A word of warning about the Salt 2014.7 series if you run in multi-master mode. This past week, I tried rolling out Salt 2014.7.1 (aka Heliuim) to our production environment at work. The 2014.7 line has a lot of exciting new features and fixes, so we’ve been eager to get it out. Having been bitten by bugs in the past, though, we wanted to wait for the first point release to land. That recently dropped, and after a few days kicking the tires in our test environment I was confident that the upgrade would go smoothly
Sadly, it was not to be. We run a check in our Zabbix monitoring system periodically to make sure that every master is able to make a simple
test.ping connection to every minion. Our production setup uses four masters in multi-master mode for redundancy. Shortly after completing the upgrade of all masters and minions, this check began to fail. Not in a very consistent way, but each master had a different subset of minions it could not reach. Normally when a minion loses touch with a master, it’s fixable by simply restarting the
salt-minion service, but that did not work here. It just turned into a game of whack-a-mole where the minion would become unreachable from a different master instead.
Diving into the Salt issue tracker, I came upon issues 18322 and 19932 which were filed against 2014.7 and sounded very familiar.
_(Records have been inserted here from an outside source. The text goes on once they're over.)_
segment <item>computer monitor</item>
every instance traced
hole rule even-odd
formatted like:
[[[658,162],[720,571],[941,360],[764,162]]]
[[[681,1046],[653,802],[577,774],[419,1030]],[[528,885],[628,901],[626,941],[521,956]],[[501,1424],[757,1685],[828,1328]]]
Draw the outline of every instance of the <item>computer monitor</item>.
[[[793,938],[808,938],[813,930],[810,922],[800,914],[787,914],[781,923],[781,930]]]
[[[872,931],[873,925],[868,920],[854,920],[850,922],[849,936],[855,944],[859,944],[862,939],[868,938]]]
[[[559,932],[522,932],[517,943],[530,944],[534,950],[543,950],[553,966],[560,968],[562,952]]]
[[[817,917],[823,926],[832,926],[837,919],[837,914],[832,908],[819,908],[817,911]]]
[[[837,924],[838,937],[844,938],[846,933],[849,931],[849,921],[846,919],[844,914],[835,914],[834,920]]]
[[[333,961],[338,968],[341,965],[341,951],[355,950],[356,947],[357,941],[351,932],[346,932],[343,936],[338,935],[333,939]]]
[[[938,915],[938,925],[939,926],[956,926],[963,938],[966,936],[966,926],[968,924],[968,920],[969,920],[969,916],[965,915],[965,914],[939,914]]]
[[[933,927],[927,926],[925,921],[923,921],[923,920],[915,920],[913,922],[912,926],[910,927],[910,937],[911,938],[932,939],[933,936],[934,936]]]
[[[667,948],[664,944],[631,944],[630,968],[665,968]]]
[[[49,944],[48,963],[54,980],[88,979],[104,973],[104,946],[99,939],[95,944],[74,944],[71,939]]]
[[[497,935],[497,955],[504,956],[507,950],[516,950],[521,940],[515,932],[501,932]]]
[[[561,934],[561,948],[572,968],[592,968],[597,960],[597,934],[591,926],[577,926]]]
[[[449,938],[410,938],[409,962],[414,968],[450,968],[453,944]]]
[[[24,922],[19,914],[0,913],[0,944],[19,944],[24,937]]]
They both indicate minions failing to respond to commands from masters, seemingly at random. The common thread was use of multi-master mode. One user suggested a workaround of setting
multiprocessing: False on the minions. I found that improved matters–fewer minions were randomly failing to respond–but did not fix it completely. It also seems that this issue is fixed in the upcoming 2015.2 “Lithium” release, but that is a long ways off and the fix is not easily backported.
Multi-master mode explained the nagging question of why testing had gone off without a hitch. Our test environment only uses one master, and would not have triggered the bug(s). So, shame on me for that! It’s a best practice to test in a configuration as close to production as possible, and I will be fixing that soon. In a virtualized world, there’s minimal cost to spinning up a second master. And the time spent will certainly be less than I spent chasing down this bug.
In the end, I was forced to roll back the upgrade from all of our servers, which was not a fun job. But at the end of it, Salt was running smoothly once again and our monitoring system was clear. I’ll continue to work with the SaltStack team to find a fix. They’re great folks and very committed to both their product and the community, so I am confident it will happen sooner rather than later.